On Feb 13, 2012, at 11:15 AM, Scarberry, Mark wrote:
> I find this discussion to be dispiriting, in part because people I deeply respect, and whom I find in other contexts to be fair and thoughtful, seem to change their entire approach when it comes to these issues.
> It is hard to believe that the solution, as Chip presents it, is to require religious charities to engage in more religious discrimination in hiring and then to monitor employees’ sexual practices. See the message below. It is also hard to believe that a sensible response is to require Catholics who claim to believe the church’s teaching to testify about their own sexual practices, in order to prove the sincerity of their beliefs. From another of Chip’s earlier messages: “If secular employers raise a RFRA claim against the contraceptive coverage mandate, shouldn't they be subject to inquiry into the sincerity of their beliefs -- i.e., the extent to which they have complied in their own lives with the teachings about contraception?”
> Do we think that everyone who sincerely believes it is wrong to view pornography actually refrains from viewing it? Do we believe that everyone who sincerely believes it is wrong to abuse drugs or alcohol is faithful to that belief and refrains from abusing them? Do we understand that we are dealing with human beings here?
> It is less dispiriting but no less disappointing to once again hear the argument from others that there is state action when govt fails to require a person to act. By requiring (on pain of substantial financial penalty) that religious organizations and religious people provide health care, the govt then becomes obligated to require those organizations and people to violate their beliefs? The idea that the govt is responsible for that which it permits, and therefore must limit what it permits (and refuse to grant religious accommodations), is one of the most dangerous ideas in current academia. (It would be truly disastrous were it to become accepted in our society.) Does RFRA then require me to order my life so as not to impose a substantial burden on anyone’s religious exercise absent a compelling justification?
> Of course, as Doug I think pointed out, lots of waivers have been granted from the ACA’s other requirements. It seems to me that the waivers have been granted on an effectively standardless basis.
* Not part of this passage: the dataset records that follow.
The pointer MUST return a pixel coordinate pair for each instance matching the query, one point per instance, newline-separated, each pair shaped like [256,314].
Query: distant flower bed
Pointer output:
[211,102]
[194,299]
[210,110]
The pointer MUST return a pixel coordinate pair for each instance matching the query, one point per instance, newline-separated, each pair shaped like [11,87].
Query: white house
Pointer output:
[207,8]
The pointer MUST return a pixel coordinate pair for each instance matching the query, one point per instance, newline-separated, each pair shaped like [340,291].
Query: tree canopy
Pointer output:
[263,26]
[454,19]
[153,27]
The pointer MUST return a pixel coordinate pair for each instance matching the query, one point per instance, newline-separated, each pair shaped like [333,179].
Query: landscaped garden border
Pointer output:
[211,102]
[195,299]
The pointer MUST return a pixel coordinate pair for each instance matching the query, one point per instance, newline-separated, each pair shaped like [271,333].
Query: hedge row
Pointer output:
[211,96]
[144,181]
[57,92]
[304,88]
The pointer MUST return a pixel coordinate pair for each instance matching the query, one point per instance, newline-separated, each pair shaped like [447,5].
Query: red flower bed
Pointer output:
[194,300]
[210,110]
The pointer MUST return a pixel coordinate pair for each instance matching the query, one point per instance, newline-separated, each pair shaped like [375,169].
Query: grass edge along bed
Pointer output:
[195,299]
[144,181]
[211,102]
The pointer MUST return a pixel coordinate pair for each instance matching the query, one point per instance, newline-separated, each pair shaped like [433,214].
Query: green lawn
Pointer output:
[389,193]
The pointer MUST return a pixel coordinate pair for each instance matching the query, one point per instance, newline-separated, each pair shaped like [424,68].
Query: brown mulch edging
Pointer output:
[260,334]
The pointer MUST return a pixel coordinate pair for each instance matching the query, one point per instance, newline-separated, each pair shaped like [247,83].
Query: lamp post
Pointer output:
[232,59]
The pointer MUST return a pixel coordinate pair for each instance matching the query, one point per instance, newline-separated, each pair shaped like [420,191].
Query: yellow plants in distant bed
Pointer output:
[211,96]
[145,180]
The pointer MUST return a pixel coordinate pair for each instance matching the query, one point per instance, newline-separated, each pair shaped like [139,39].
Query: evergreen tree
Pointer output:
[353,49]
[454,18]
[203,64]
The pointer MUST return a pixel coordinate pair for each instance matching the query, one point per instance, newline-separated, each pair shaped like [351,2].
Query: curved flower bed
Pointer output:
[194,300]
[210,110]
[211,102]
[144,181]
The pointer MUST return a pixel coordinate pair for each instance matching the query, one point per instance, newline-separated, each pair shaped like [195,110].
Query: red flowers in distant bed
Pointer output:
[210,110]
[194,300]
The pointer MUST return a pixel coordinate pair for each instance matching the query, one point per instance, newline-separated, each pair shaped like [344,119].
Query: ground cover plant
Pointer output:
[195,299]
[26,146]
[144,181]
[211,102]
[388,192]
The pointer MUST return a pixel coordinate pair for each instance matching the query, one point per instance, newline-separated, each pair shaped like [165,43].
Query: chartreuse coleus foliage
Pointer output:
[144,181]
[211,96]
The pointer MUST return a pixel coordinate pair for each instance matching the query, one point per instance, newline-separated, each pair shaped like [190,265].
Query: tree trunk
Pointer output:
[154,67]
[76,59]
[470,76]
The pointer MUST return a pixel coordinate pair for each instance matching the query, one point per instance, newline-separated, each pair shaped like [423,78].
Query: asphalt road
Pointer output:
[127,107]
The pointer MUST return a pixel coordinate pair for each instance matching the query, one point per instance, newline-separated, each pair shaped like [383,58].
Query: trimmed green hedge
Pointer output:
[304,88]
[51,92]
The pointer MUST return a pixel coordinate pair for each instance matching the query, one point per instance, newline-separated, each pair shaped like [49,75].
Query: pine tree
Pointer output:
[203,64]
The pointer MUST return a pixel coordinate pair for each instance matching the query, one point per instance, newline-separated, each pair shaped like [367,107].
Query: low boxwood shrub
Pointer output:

Is there a truly compelling interest in all of this, or is there simply a desire to force ideological compliance on somewhat counter-cultural persons and organizations? It was pretty clear that the California legislature had that intent when it adopted a similar provision (which Catholic Charities may have sidestepped by choosing to be covered by ERISA or by self-insuring – I don’t recall how it was handled.)
> With best wishes,
> Mark S. Scarberry
> Pepperdine Univ. School of Law
> Malibu, CA 90263
> From: religionlaw-bounces at lists.ucla.edu [mailto:religionlaw-bounces at lists.ucla.edu] On Behalf Of Ira Lupu
> Sent: Monday, February 13, 2012 5:50 AM
> To: Marc DeGirolami
> Cc: Zietlow, Rebecca E.; Walsh, Kevin; Law & Religion issues for Law Academics; Con Law Prof list
> Subject: Re: Contraceptives and gender discrimination
> On the burden question -- Religious entities may limit hiring to co-religionists, and then make their best efforts to enforce religious norms against employees. Doesn't that option make the burden of the HHS policy far less substantial?
> I think a common reaction to the religious liberty claim being advanced here is its leveraging effect on employees who are not of the faith. So even if some faiths have a religious mission to serve others, do they similarly have a religious mission to employ others? Or is it their religious mission to impede access to contraception by all, whether or not of the faith? If it's the latter, I don't know why their position is any different from or stronger than taxpayers who don't want to to support what they see as immoral activity by their government.